French group to open two hotels in Damascus

France's Louvre Hotels Group has signed an agreement to open two hotels under its own name in Damascus, the first with a western hotel operator since Syria's brutal civil war began in 2011.

French group to open two hotels in Damascus
Louvre owns the Golden Tulip five-star brand. Photo: Louvre Hotels Group
The confirmation of the two hotels opening, after recent media reports, came a day after the UN announced an internal investigation into the bombing of hospitals in Syria, and as at least six civilians were killed by the Syrian regime and Russian fire in northwestern Idlib province in the past days, according to the Syrian Observatory for Human Rights.
 
The region of around three million people, many of them displaced by fighting in other areas, is one of the last holdouts of opposition fighting against the forces of Syrian President Bashar al-Assad.
   
The Hayat Tahrir al-Sham alliance led by Al-Qaeda's former Syria affiliate controls most of Idlib as well as parts of neighbouring Aleppo and Latakia provinces.
   
The hotels “will open soon under the brand name of Louvres Hotels Group,” the company, which is owned by China's Jin
Jiang, said in a statement.
 
Louvre Hotels Group said the deal was signed between Syria's Nazha Investment Group and “a partner with whom Louvre Hotels cooperates in the Middle East”.
   
The exact number of people killed in Syria's war is unknown but hundreds of thousands have died.
   
Several dozen medical facilities with links to the UN have been damaged or destroyed by bombs this year.
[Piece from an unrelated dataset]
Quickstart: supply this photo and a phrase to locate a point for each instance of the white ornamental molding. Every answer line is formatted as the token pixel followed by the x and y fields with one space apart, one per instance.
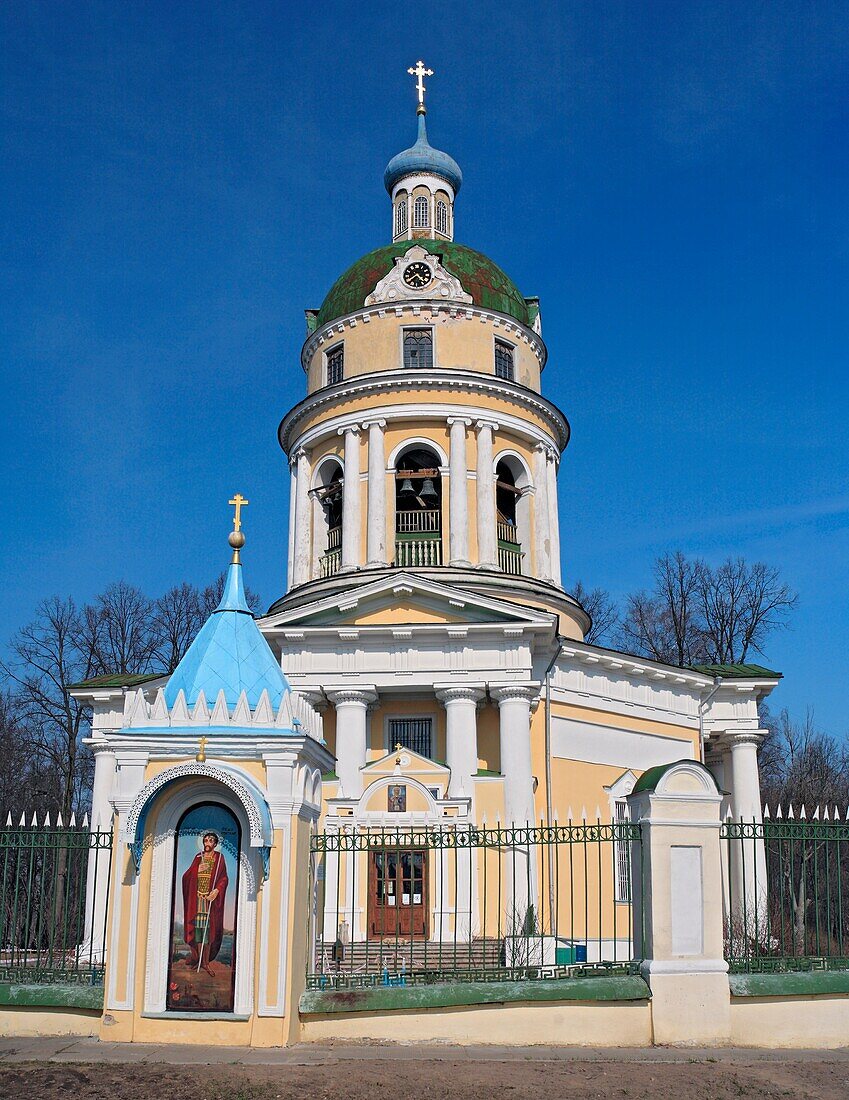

Russian has denied deliberately targeting civilian installations.
   
UN Secretary General Antonio Guterres on Friday said an internal inquiry would look into the bombing of hospitals in Syria which had previously flagged their coordinates to avoid air strikes.
   
“The deal is strictly in line with international law and all international directives regarding Syria,” the French company statement said.
   
According to the website, The Syria Report, it is the first agreement with a western hotel operator since 2011, when the devastating conflict began. Louvre Hotels Group was taken over by China's Jin Jiang in 2015 and it operates more than 1,500 hotels in 54 countries.